Shall we just punt on the second objective? – after all, those inequities simply “couldn’t be avoided”. Though it’s not as if some economists didn’t raise a warning sign when M-50 was being pushed through to the ballot.

Now the third statement is  nonsense. First, it’s true the property tax is not a tax on income; it is a wealth tax. In the aggregate, most of the growth in residential real estate value is in the land. This value exists because of locational advantages – either natural (like river views) or public investments in infrastructure and amenities. The wealth created is “unearned”. If local government has any claim on private property, it’s that land value – the speculative value that individual owners did nothing to create. Building values, on the other hand, are rightfully retained by owners because this value represents the capital they themselves invested.

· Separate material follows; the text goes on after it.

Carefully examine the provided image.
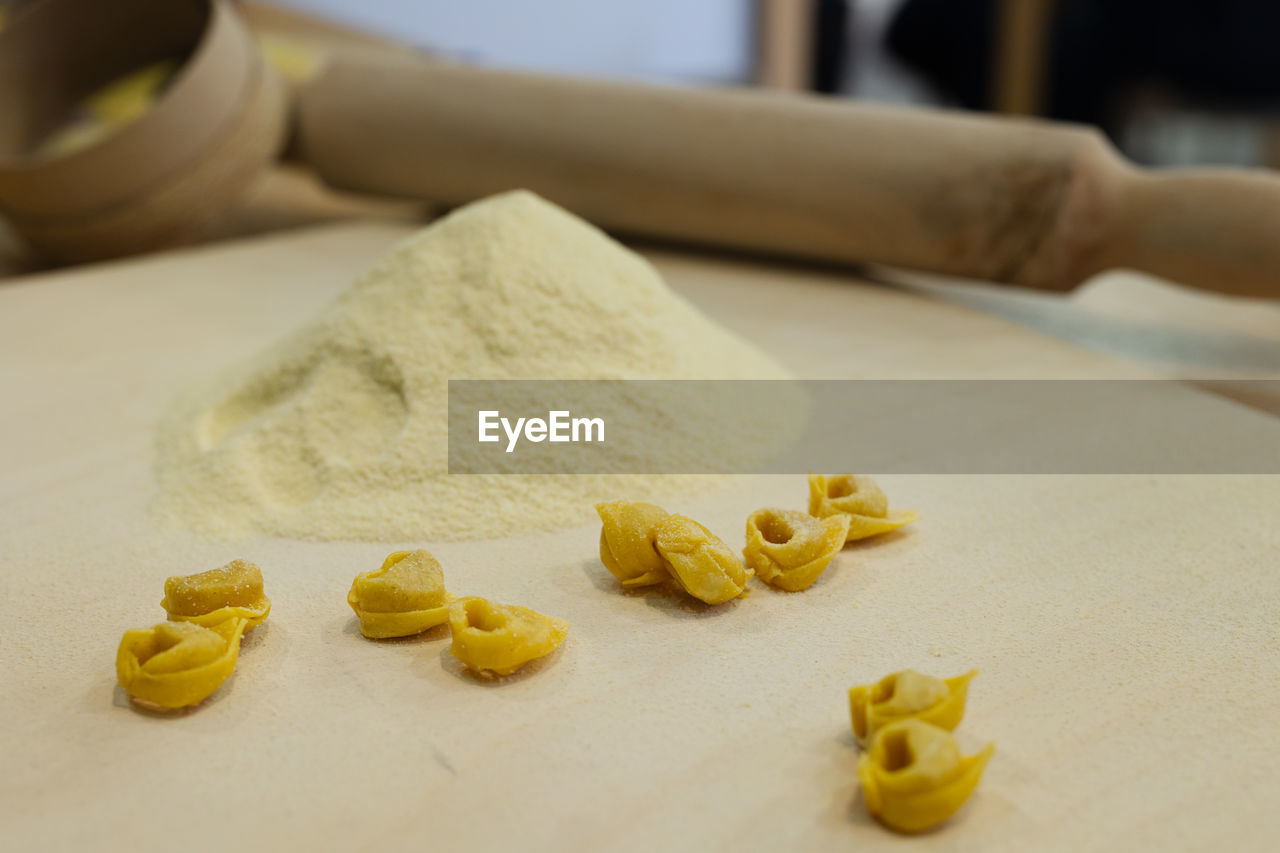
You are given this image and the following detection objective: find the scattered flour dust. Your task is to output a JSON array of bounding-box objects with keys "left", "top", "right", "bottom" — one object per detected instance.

If, as Sizemore asserts, the property tax is not related to income, that’s a good thing. For most working people income is wages; taxing wages is a drag on the economy. An income tax is not as regressive as a sales tax, but a wealth tax is better. That is why throughout history, economists have advocated such a tax – the land value tax. Adam Smith said “nothing [could] be more reasonable”. Milton Friedman said it was “least bad tax”. It is in fact also the least regressive tax, not the “most regressive”.

There are positive outcomes when the property tax is calculated on true market assessments and the tax base is limited to the value of land. This will dampen land price inflation, making the cost of housing more affordable.

The 2019 legislative session is not far off… time to finally do away with this ill-conceived tax system and replace it with a tax that is fair and produces positive economic effects.